The municipalities got their bill from the state on July 9 and had to pay it on July 12 or face penalties.

The new law clarified that the RDA successor agencies’ payments to other local taxing entities, such as schools and fire districts, had to include tax increment revenue going back to December 2011.

Redevelopment agencies captured increased property tax revenues in designated areas. With their cessation, their tax revenue, unless obligated by contracts such as bond payments, is supposed to be distributed to other local agencies.

“Basically this is a catch-up mechanism to ensure that those schools, those cities, those counties and those special taxes receive the property tax they were supposed to receive under the terms of the original bill,” said H.D. Palmer, a spokesman for the Department of Finance.

That has put a squeeze on some municipalities. San Diego Mayor Jerry Sanders said in a statement Friday that the successor agency to the city’s redevelopment agency had to make an unexpected payout of $89 million, noting it could make it harder to cover future debt payments.
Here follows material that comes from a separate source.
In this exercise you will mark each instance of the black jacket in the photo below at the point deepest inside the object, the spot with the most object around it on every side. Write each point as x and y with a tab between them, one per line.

“This means it’s going to be even more difficult to complete projects in the pipeline and pay former redevelopment obligations,” he said.

The state budget assumes $3.1 billion in savings from the end of redevelopment. If successor agencies’ governments failed to make the required property tax payment by July 12, they face a fine of 10% of the amount owed plus 1.5% interest for each month past due. The state would also be able to withhold sales tax payments to them up to the amount owed and will impose further fines on municipalities that miss other transfers or payments of redevelopment money.

The successor agencies are allowed to dispute the payments they make that will be then reviewed by the Department of Finance.

Palmer said he knew of only a few successor agencies that didn’t make the required payments, which included agencies in Riverside and San Bernardino counties.

San Bernardino officials say the city is likely to file for bankruptcy soon.

In San Bernardino and already bankrupt Stockton, the end of redevelopment exacerbated already deep budget problems because they could no longer loan money back and forth between city funds and their RDAs.

McKenzie said several municipalities have already sued the Department of Finance over its payment calculations. He credited the department for setting up a process to review the disputes.

The legislation also has rating analysts concerned.

Standard & Poor’s last week placed all of its investment-grade California tax increment bonds on watch for possible downgrades.

S&P credit analyst Sussan Corson said in the report that the concerns are due mainly to the new legislation, “which could lead to further confusion and potential cash-flow disruptions.”

The report said the new law could reduce property tax revenue to successor agencies, which could cause shortfalls in cash available for debt service.

Standard & Poor’s move followed Moody’s Investors Service downgrade last month of all state redevelopment bonds.

AB 1484 at least did make some things clearer.

It clarified that bond proceeds must be used for the purpose intended or be used to defease the bonds. The measure also allows the government entity that took over for a shuttered redevelopment agency to retain some of its tax revenue for low- and moderate-income housing.